Lieutenant Sadler came bustling down the hall from the beanery and immediately began tripping in the lengths of loose cable Monahan had left on the floor. He stood at the console waiting for the printout with the alarm information on it. Half a foot taller than Finney, Sadler had a thick black mustache that dominated his long face and a shock of salt-and-pepper hair he combed to one side. He spent much of his free time at the station talking on the phone to girlfriends, former girlfriends, prospective girlfriends, ex-wives, and women whose phone numbers he’d collected but whose names he’d lost or forgotten. Finney felt sorry for all of them.
“Four Avenue South and South Main Street?” Sadler said, scanning the run sheet on his way to the apparatus floor. “This has got to be a mistake. That’s nowhere close to our district.”
“They’ve got two working alarms in the north end,” said Monahan with an exuberance Finney found out of character.

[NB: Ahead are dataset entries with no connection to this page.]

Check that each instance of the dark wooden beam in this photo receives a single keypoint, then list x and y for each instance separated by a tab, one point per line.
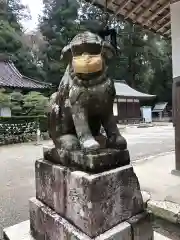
159	19
121	6
135	8
167	31
109	2
144	11
158	11
163	26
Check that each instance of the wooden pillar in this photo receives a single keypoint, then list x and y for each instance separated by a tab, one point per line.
175	31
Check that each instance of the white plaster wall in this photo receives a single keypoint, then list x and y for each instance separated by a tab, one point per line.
175	31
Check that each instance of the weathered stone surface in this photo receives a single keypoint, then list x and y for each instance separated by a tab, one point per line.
50	185
97	161
96	203
141	227
93	202
46	224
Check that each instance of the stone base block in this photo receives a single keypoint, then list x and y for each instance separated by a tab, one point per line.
141	227
46	224
95	162
51	185
93	202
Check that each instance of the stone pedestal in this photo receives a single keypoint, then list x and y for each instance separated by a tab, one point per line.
75	204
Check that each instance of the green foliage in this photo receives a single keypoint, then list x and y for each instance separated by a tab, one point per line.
16	103
58	27
21	129
144	59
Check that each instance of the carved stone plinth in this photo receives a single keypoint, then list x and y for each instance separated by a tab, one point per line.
47	224
72	203
92	202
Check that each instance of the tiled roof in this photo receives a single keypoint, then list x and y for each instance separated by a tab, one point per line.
11	77
123	90
151	14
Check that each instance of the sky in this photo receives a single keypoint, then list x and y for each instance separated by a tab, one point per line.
35	7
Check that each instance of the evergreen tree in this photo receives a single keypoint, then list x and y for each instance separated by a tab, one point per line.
58	26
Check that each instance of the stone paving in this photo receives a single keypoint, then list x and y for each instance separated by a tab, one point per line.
17	168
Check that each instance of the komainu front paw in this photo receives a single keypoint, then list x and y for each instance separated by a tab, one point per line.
121	142
118	142
90	144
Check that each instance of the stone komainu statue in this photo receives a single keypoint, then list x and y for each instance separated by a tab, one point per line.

There were firefighters who responded to every fire call as if they’d just been handed a ticket to the World Series, but he knew Monahan typically reacted to each alarm as if he were about to have his ass sewn shut.
A mile from the station, turning off East Marginal Way onto Fourth Avenue South, Finney heard the radio crackle. “Engines Twenty-six, Twenty-two, Thirty-two, and Eleven; Ladders Twelve and Six; Aid Five, Medic Sixteen; Air Twenty-six, Battalion One: Four Avenue South and South Main Street, the Downtowner,” said the dispatcher. “Channel two. Engine Twenty-six?”
Lieutenant Sadler keyed the mike in his hand. “Engine Twenty-six, okay.”
“Engine Twenty-six. This was a pull station activated on floor seven.”
“Engine Twenty-six, okay.”
Sadler pressed the mechanical siren button on the floor. After all these years the growling of the old-fashioned siren still gave Finney a bit of a thrill. These days it was about the only thrill left.